Through His Eyes

London rushes at me. Not like the first time, of course. For I am almost 20 years older and have seen more of the world than I had in 2001 when I first beached up on this shore. Still the grumbling buses, wind whispering down our street, and Saint Paul’s steeple piercing the blue dome of heaven remain a constant. I sank my compass point into London and since then have made wider and wider concentric circles around it, going as far east as Ukraine and as far west as California, both wildly beautiful lands.

My first time here I became the lazy tourist I am. I say I like to let the city come to me, which means: I camp in a sympatico café, sip lattes, and write as I am doing at this moment. Yet this activity is far more temporary today for I have fallen in love with a curious man, an art lover, a man who knows architecture and is bothered by its incongruity here in London.

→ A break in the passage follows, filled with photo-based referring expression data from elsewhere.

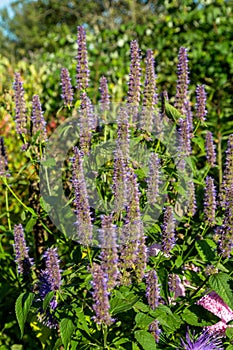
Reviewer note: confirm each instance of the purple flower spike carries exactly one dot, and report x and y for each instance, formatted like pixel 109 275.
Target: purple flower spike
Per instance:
pixel 20 105
pixel 153 179
pixel 150 98
pixel 210 201
pixel 82 70
pixel 133 98
pixel 82 209
pixel 210 149
pixel 67 91
pixel 201 111
pixel 204 342
pixel 109 255
pixel 38 122
pixel 152 289
pixel 3 159
pixel 183 81
pixel 168 235
pixel 100 295
pixel 105 98
pixel 21 251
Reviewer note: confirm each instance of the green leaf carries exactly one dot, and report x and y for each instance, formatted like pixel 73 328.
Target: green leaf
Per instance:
pixel 22 307
pixel 220 284
pixel 142 320
pixel 173 113
pixel 205 249
pixel 66 329
pixel 146 340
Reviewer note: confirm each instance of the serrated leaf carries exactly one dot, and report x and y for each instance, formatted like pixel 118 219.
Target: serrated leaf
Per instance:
pixel 66 329
pixel 204 249
pixel 22 307
pixel 220 284
pixel 146 340
pixel 173 113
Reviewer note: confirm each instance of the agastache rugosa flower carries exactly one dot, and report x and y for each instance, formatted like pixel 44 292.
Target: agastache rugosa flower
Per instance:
pixel 228 174
pixel 214 303
pixel 152 289
pixel 201 111
pixel 168 234
pixel 21 251
pixel 82 76
pixel 204 342
pixel 133 97
pixel 150 99
pixel 20 105
pixel 210 149
pixel 109 255
pixel 100 296
pixel 183 81
pixel 82 210
pixel 38 122
pixel 153 179
pixel 104 95
pixel 67 90
pixel 3 159
pixel 119 182
pixel 210 201
pixel 176 286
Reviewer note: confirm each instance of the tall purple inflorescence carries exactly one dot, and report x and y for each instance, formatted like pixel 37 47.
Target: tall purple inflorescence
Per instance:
pixel 153 179
pixel 38 122
pixel 100 295
pixel 105 97
pixel 210 149
pixel 133 97
pixel 3 159
pixel 210 201
pixel 20 105
pixel 168 234
pixel 21 251
pixel 82 76
pixel 109 255
pixel 183 81
pixel 150 98
pixel 201 111
pixel 67 90
pixel 82 210
pixel 204 342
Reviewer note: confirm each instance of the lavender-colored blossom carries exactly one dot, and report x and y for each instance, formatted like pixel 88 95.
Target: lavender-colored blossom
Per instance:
pixel 82 76
pixel 82 210
pixel 204 342
pixel 183 81
pixel 133 97
pixel 176 286
pixel 38 122
pixel 150 98
pixel 86 122
pixel 21 251
pixel 168 234
pixel 100 296
pixel 67 90
pixel 109 255
pixel 20 105
pixel 104 95
pixel 119 182
pixel 201 111
pixel 192 205
pixel 152 289
pixel 153 180
pixel 210 149
pixel 3 159
pixel 210 201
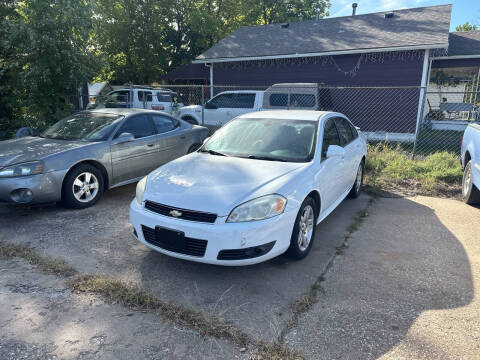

I reminded him yesterday that London suffered the blitz. Much was destroyed and had to be rebuilt, some in that brutal glass and concrete ‘50’s style. All this means we must go out in search of beauty in the form of flying buttresses, places of historical significance, like Churchill’s bunker or John Russell Pope’s classical Tate Britain, complete with the world’s largest collection of Turner. His small painting of the moon on the Thames must be the most beautiful rendering of light refusing to give in to darkness.

My darling’s delight at Westminster Abby helped me to see this ancient church through new eyes. My first visit there in 2001, the summer before the world changed, I went through the church, ho-hum, so I could check it off my list of attractions. Yet yesterday I understood that English history can be learned through Westminster’s tombs, memorials, and altars. A recent grave’s epitaph: here lies what was mortal of Stephen Hawking along with an equation beyond my understanding. And near his grave, Isaac Newton, whose epitaph is the same as Hawking’s.

My love and I found each other late in life. We pack in as much as we can for we know the darkness comes. Still we refuse to give in. Rediscovering London through his eyes is such joy. We are off to savor one more day.